Development of orientation discrimination in infancy.

It has previously been found by us, with a visual evoked potential (VEP) measure, that orientation discrimination of dynamic patterns in infants can be demonstrated from around 6 weeks after birth. Experiments are reported in which orientation discrimination was measured behaviourally, in two infant control habituation procedures, with both dynamic and static patterns. When dynamic patterns identical to those in our previous VEP studies were used, the first positive evidence of orientation discrimination was found at around 6 weeks postnatally. The time course of both the VEP and the behavioural measures was similar. However, with static patterns, evidence of orientation discrimination by newborns was found if the infants were allowed to compare the habituated and novel orientations in a paired simultaneous comparison after habituation, but was not found when the habituated and novel stimulus were presented sequentially. The positive evidence of orientation discrimination in newborns supports the hypothesis that some form of orientationally tuned detectors can be used for discrimination of static patterns at birth. However, some developmental change over several weeks seems to be required before a positive electrophysiological VEP response can be measured for dynamic patterns changing in orientation.

Orientation-specific cortical responses develop in early infancy.

Neurones in the visual cortex of higher mammals differ from those elsewhere in the visual pathway in that the majority respond selectively to particular edge or bar orientations in the stimulus. We have developed a visually evoked potential (VEP) technique which isolates the response of orientation-selective mechanisms from that of cortical or sub-cortical neurones which lack orientation selectivity. We are unable to find such orientation-selective responses in newborn human infants within the sensitivity of our method, but repeated longitudinal testing of individual infants shows that measurable responses emerge around 6 weeks of age. This result is consistent with the idea that human cortical visual function is very immature at birth, but develops rapidly in the first two postnatal months.

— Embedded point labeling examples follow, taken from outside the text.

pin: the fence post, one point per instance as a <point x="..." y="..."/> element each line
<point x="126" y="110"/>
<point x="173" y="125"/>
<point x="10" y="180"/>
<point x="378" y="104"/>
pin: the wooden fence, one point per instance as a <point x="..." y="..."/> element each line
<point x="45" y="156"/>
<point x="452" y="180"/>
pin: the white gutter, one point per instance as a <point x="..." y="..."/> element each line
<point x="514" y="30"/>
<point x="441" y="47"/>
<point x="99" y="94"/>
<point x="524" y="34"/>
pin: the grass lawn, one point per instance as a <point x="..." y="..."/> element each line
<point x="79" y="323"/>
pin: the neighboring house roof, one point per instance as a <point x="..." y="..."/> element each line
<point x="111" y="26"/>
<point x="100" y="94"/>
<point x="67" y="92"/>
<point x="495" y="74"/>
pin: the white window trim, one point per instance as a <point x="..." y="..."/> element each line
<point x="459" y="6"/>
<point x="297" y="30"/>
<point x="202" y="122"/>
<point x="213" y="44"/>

Development of the discrimination of spatial phase in infancy.

The ability to discriminate grating patterns, containing the same spatial frequency components but in different phase relationships, has been studied in infants by comparing looking times following habituation to one pattern. The performance of 1-month-olds was compared with that of 2/3-month-old infants. Both age groups could discriminate a set of components in square-wave-phase (fundamental 0.18 c/deg) from components of the same amplitude combined in random phase. However, these compounds differ in peak-to-trough contrast, which infants of both ages could discriminate even for a constant waveform. When contrast was randomized from presentation to presentation, the older group still demonstrated discrimination, implying that they were sensitive to the pattern differences, but the younger group did not. The younger group also failed to demonstrate discrimination between the two waveforms when they were of fixed, matched, peak-to-trough contrast, indicating that the previous absence of discrimination was not simply due to distraction by the contrast variations. We conclude that 1-month-olds are insensitive to the configuration of these compound grating patterns even when they are capable of detecting their components. This loss of spatial information has some analogies with adult peripheral and amblyopic vision. Like other aspects of vision, it shows striking development between 1 and 3 months of age.

The onset of binocular function in human infants.

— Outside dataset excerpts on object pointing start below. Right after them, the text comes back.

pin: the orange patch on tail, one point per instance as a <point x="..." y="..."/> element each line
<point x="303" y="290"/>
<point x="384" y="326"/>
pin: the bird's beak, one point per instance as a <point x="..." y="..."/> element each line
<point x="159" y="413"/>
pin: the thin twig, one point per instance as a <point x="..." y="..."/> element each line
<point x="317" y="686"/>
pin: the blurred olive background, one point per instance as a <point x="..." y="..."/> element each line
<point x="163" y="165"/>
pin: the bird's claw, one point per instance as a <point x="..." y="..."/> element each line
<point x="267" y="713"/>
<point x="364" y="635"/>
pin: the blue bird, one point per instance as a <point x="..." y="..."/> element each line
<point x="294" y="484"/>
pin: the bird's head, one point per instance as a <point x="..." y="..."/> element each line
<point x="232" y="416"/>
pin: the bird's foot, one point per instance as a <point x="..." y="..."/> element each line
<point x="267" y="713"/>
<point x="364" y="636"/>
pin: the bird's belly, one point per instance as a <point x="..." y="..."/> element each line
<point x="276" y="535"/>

Visual evoked potentials (VEP) elicited by a dynamic random-dot correlogram were used to assess the development of cortical binocular function in infant subjects. In a group of newborn infants who showed a VEP for a comparable non-binocular stimulus, none showed evidence of binocular function. A further group of infants were tested longitudinally, starting between 35-50 days. The median age for the first evidence of binocular function in this group was 91 days, with individual variation from 54 to at least 105 days.